Do you finish reading every book you start? I don’t. Well, I do most of the time, but every now and then I start one where I just can’t justify my time. Life is short and there are too many good books calling my name. More than I can read in a lifetime.
It happened to me again recently. I’ve been trying to read it, hoping it would improve, but it just didn’t. I now have a better understanding of my own editor’s comments regarding passive versus active voice. This book is written almost entirely in passive voice. The author is merely telling the story rather than allowing the reader to experience it.
We did this…we did that…then time passed and we did something else… Very little dialogue and action mixing with the narrative. It keeps putting me to sleep.
This wouldn’t be the only reason I don’t finish a book. It has been several years, but the one before was confusing. It advertised as the first in a series, but it read like I was being dropped in the middle of whatever was happening to the heroine. The story’s premise was interesting, so I pushed on for a while hoping for a sudden clarification, but it never came so I deleted it from my kindle. Happy I had bought it on sale. The time before I quit early in a NYT best seller because I didn’t like the bad guys. I know, you’re not supposed to, but I REALLY didn’t like them.
Each time I moved on to something else and was glad for it. Last week I picked up an Eloisa James book I purchased at a book signing several years back. I’ve had it in my to-be-read pile ever since and am reminded what is truly good writing. This one is hard to put down.

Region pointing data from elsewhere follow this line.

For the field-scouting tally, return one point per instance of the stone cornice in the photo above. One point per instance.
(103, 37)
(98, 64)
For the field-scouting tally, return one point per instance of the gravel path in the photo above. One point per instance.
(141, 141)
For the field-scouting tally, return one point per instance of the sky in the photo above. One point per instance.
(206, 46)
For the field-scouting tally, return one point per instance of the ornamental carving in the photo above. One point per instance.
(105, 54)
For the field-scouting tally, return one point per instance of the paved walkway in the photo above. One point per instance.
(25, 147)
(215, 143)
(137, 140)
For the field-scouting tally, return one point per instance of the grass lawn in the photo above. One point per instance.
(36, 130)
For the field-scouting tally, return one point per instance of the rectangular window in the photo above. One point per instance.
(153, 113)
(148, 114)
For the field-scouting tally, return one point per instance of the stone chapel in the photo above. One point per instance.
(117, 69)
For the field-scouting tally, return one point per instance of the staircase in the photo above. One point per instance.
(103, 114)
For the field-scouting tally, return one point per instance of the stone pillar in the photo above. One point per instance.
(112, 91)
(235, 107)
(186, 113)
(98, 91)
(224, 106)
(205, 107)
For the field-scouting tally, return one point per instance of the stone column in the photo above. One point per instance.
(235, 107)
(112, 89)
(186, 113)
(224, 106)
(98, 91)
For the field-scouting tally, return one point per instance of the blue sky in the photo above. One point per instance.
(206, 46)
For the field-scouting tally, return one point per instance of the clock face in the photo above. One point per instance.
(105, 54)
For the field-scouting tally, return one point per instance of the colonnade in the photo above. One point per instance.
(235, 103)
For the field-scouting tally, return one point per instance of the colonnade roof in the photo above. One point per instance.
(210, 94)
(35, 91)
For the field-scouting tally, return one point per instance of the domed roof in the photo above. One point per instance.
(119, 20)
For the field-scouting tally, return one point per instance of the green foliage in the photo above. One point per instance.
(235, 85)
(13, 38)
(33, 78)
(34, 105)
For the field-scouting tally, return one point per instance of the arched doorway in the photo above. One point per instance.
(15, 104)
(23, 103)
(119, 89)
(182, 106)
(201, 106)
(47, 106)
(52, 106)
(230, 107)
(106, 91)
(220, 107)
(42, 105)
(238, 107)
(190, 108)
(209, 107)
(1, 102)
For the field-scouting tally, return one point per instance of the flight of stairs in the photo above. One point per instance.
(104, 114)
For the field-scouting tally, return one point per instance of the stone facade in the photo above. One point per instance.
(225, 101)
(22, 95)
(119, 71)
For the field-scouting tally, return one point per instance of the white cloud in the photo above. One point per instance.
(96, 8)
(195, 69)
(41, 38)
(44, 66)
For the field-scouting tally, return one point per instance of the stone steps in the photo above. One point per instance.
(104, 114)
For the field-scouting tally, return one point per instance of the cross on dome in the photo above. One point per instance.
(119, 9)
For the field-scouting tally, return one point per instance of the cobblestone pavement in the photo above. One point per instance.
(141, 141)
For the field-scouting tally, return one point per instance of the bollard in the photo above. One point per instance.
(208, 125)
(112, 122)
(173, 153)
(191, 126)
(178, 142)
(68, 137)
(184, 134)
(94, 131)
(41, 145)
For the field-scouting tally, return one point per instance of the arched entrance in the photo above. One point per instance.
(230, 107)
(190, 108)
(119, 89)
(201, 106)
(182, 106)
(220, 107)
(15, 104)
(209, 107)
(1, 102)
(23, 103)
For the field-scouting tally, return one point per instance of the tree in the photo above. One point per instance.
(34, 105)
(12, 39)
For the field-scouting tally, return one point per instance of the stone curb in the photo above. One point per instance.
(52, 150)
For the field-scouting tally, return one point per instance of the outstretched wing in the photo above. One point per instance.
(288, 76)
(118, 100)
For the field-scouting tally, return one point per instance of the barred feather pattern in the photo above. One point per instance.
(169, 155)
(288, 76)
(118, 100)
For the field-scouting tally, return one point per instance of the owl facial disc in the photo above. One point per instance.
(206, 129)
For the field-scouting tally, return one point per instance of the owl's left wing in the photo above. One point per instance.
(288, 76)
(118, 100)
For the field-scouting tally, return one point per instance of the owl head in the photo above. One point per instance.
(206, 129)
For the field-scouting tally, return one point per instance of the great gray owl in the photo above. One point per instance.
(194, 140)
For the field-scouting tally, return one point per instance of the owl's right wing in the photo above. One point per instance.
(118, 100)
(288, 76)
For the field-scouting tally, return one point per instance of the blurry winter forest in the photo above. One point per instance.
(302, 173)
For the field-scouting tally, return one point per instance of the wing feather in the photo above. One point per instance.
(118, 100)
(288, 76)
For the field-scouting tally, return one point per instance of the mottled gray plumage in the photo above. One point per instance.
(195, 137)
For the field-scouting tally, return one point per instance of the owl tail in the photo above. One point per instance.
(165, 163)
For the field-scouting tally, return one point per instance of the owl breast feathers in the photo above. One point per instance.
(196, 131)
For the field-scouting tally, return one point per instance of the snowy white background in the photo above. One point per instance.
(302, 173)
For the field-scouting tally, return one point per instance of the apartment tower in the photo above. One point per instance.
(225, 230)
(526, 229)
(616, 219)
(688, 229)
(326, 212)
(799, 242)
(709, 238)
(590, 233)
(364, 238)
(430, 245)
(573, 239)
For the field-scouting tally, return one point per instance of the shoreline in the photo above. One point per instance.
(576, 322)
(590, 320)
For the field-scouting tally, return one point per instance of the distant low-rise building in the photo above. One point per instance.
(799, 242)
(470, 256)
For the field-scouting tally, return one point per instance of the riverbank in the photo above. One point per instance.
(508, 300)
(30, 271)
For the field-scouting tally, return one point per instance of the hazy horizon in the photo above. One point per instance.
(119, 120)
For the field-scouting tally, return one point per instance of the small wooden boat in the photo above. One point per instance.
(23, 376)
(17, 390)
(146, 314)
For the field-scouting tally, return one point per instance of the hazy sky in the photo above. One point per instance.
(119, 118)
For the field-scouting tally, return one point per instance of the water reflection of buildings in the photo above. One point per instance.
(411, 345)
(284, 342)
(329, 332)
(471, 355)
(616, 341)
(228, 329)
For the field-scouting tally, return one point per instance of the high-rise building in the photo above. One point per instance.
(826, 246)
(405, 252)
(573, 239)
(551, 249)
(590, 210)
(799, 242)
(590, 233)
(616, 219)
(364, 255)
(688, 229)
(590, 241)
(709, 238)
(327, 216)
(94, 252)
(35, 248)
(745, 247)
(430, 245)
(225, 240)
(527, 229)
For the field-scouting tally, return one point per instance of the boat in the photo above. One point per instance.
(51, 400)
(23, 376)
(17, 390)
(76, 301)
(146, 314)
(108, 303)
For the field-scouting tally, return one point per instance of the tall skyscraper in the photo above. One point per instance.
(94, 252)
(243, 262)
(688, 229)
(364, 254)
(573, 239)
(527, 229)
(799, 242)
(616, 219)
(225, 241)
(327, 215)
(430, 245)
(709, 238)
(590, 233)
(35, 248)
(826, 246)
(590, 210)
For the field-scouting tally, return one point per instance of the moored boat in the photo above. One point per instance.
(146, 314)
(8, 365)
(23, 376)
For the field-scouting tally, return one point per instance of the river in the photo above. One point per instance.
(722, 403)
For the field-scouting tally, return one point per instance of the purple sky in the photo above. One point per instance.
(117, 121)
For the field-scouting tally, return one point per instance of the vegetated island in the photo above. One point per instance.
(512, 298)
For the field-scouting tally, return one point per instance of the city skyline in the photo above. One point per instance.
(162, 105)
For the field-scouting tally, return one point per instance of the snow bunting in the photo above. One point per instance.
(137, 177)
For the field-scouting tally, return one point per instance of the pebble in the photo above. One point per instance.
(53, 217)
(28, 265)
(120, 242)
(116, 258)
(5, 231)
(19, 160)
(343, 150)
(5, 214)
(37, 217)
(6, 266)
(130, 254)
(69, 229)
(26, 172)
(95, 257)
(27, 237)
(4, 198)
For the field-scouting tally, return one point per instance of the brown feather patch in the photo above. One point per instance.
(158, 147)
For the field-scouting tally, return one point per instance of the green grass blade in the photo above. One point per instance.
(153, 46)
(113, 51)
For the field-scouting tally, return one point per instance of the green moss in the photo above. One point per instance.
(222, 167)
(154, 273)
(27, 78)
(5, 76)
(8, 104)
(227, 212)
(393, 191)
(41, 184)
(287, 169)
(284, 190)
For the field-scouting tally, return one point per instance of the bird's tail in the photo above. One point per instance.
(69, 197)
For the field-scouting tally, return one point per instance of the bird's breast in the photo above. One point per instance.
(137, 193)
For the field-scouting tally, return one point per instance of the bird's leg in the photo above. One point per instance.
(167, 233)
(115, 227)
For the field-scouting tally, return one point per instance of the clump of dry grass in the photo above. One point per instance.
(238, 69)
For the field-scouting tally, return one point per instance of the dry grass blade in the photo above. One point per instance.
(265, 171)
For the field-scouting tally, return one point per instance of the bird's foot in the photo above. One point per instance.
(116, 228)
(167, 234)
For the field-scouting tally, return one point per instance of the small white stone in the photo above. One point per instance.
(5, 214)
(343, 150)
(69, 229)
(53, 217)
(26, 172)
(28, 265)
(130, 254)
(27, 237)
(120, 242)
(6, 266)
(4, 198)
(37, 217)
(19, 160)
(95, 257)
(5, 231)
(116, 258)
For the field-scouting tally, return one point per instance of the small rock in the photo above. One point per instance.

I even feel a little sorry for the bad guy.
As I said, life’s too short to waste on a boring, or just plain bad, read. When I pick up a book, I want to be thrown head first into another time and place filled with interesting people who will help me forget whatever’s going on in my own world.
It’s the same when I’m writing. I spend more time editing the first chapter than any other. I know if I don’t catch my readers right from the start, the rest of the book doesn’t matter.